Feel the World without Filtering it First

The impulse to curate your emotional life — to engage fully only with things and people that meet some internal standard of worthiness — is perfectionism operating as a kind of slow withdrawal from reality. Notice what it does in both directions: it builds distance from the flawed, the unfinished, the uncomfortable, yes, but it also builds distance from the overwhelming, the too-beautiful, the dangerously good. Perfectionism is not a pursuit of excellence. It is a system for avoiding contact. That should alarm you more than any specific failure ever has.
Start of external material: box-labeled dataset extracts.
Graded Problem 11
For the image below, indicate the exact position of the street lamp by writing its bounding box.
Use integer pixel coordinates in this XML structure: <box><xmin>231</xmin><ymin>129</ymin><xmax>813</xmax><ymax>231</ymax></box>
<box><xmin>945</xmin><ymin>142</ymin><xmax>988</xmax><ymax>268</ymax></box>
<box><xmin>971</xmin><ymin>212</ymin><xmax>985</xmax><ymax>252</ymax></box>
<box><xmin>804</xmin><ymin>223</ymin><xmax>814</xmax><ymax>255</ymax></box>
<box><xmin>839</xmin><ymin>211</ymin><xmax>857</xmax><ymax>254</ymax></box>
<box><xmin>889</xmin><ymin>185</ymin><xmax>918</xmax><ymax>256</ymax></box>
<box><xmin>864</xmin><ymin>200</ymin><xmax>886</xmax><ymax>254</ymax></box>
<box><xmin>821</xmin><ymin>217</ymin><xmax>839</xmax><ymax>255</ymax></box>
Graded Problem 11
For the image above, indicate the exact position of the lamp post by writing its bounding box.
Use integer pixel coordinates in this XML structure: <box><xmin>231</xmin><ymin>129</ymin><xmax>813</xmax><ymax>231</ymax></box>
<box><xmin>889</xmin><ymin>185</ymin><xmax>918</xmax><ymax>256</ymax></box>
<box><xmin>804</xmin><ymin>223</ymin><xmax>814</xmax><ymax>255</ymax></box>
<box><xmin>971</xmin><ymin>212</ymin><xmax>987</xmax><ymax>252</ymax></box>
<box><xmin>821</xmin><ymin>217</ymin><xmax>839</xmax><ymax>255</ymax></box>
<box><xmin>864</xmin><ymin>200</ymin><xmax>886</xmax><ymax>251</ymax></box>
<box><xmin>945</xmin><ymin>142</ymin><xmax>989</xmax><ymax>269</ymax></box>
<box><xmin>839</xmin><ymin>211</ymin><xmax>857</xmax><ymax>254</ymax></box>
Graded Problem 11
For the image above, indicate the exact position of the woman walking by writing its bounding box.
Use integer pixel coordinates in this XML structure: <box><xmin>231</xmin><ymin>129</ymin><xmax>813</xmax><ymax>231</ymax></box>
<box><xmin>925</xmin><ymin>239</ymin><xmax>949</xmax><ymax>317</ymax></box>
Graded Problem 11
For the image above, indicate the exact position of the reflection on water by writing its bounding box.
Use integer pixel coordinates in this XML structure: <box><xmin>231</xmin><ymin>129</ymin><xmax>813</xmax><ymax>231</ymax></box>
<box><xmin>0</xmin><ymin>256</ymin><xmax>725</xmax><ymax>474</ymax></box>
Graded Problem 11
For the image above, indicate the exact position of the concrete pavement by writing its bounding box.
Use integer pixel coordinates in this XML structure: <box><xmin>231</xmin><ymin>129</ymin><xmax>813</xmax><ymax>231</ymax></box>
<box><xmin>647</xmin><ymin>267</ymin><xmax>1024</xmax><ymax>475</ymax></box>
Take relationships seriously — not selectively seriously. The stranger on the road deserves the same quality of attention as the oldest friend. The old photograph deserves a full hour and a long journal entry, because something was alive in that moment that is not alive anywhere else, and your job is to go find it. Sit with someone long enough that the conversation loses its social shape and becomes something stranger and more honest. That is where actual information lives.

Go deeper into what you feel than feels comfortable or appropriate. Then go deeper than that. Not to dramatize it — to know it. You are not required to perform your feelings for anyone, but you are required, to yourself, to take them seriously. Suppression is not composure. It is a form of lying that compounds interest.

Everything in front of you right now — the imperfect person, the imperfect moment, the life that does not match the version you were holding out for — is the real material. There is no cleaner version waiting behind it. This is not a consolation. It is the whole point. Everyone you encounter today is, by the only definition that holds, the perfect one. Not because they are flawless, but because they are actual, and actual is all there ever was.